Caleb is looking sweet in his new suit!!!
A quick group photo before starting the program. You can see from Caleb's face that he is a little anxious.
Mom and Dad Carver were there to support the baptism of their first grandchild.
Chris and Mari made the drive as well and it was great to have them there. We were so glad we were able to use their pool to practice with Caleb, it really made such a difference!
Here we are just before the beginning of the program. Caleb really is nervous right now, but he was hanging in there and doing great!
Here is Joshua opening one of his presents; a Diego helmet!
Monday, August 6, 2007
Well, I have been working on another "soap box" post in all my free time (believe it or not, I do actually put some thought into those things), but the Daily Gems email from the Church had one of my favorite quotes from Elder Uchtdorf and I decided that it was definitely worth of a quick post.
"When we bear testimony, we declare the absolute truth of the gospel message. In a time when many perceive truth as relative, a declaration of absolute truth is not very popular, nor does it seem politically correct or opportune. Testimonies of things how 'they really are' (Jacob 4:13) are bold, true, and vital because they have eternal consequences for mankind. Satan wouldn't mind if we declared the message of our faith and gospel doctrine as negotiable according to circumstances. Our firm conviction of gospel truth is an anchor in our lives; it is steady and reliable as the North Star. A testimony is very personal and may be a little different for each of us, because everyone is a unique person."
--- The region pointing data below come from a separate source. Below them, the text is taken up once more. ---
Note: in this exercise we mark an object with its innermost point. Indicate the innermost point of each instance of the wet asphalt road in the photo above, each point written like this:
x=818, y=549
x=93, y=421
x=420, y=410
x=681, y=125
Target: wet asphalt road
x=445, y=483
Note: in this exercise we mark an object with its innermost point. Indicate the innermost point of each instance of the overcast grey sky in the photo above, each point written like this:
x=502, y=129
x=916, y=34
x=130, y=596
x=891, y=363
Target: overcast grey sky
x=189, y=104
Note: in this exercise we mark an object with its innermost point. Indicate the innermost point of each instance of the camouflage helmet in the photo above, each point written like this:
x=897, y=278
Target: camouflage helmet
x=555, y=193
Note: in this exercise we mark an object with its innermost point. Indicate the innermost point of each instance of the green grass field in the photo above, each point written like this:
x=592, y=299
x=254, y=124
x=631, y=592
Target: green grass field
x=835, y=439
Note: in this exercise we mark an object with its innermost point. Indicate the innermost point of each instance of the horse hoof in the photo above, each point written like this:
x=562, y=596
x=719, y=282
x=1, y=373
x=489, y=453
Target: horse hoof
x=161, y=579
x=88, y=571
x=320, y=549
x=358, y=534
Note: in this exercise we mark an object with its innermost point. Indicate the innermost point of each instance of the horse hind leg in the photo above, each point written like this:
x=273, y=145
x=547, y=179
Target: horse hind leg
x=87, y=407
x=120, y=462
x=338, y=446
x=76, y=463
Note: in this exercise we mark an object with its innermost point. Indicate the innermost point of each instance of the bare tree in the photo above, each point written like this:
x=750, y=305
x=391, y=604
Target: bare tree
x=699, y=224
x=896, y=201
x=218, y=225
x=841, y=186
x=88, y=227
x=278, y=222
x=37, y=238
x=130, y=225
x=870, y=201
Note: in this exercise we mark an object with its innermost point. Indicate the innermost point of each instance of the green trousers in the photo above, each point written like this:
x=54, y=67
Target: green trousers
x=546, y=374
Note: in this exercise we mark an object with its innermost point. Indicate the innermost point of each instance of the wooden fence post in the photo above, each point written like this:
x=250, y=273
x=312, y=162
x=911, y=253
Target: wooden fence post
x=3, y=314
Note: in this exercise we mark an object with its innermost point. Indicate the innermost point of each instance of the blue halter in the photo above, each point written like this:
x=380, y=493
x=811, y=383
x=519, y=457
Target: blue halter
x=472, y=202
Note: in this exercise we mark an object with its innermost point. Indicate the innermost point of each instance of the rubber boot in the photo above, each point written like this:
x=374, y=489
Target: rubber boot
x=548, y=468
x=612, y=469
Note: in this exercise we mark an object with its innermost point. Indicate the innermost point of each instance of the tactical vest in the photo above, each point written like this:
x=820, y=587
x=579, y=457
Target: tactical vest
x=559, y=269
As we progress down the road we are on as a society, the fear of absolutes will only increase. Absolute truth is intimidating, it is a hard pill for some to swallow, it eliminates the gray area where justification and rationalization of wrong thrive. Because there is no gray area, a person really must decide who they are and what they stand for. You can't fence sit and this often makes people feel uneasy.
Having the courage to stand for something, to not succumb to the cultural pressures to conform to a world of relative truth, will be increasingly more important as the years pass. Having values and standards is not elitist, it is not wrong, it is not something that we should ever apologize for in any way. These same standards and values that make us a peculiar people are our anchor point that holds us firm in a world thrown about by the volatile whims of special interest groups and an increasingly unreliable and unbalanced media.
Ok, I have to go catch my plane. Hope everyone is doing well!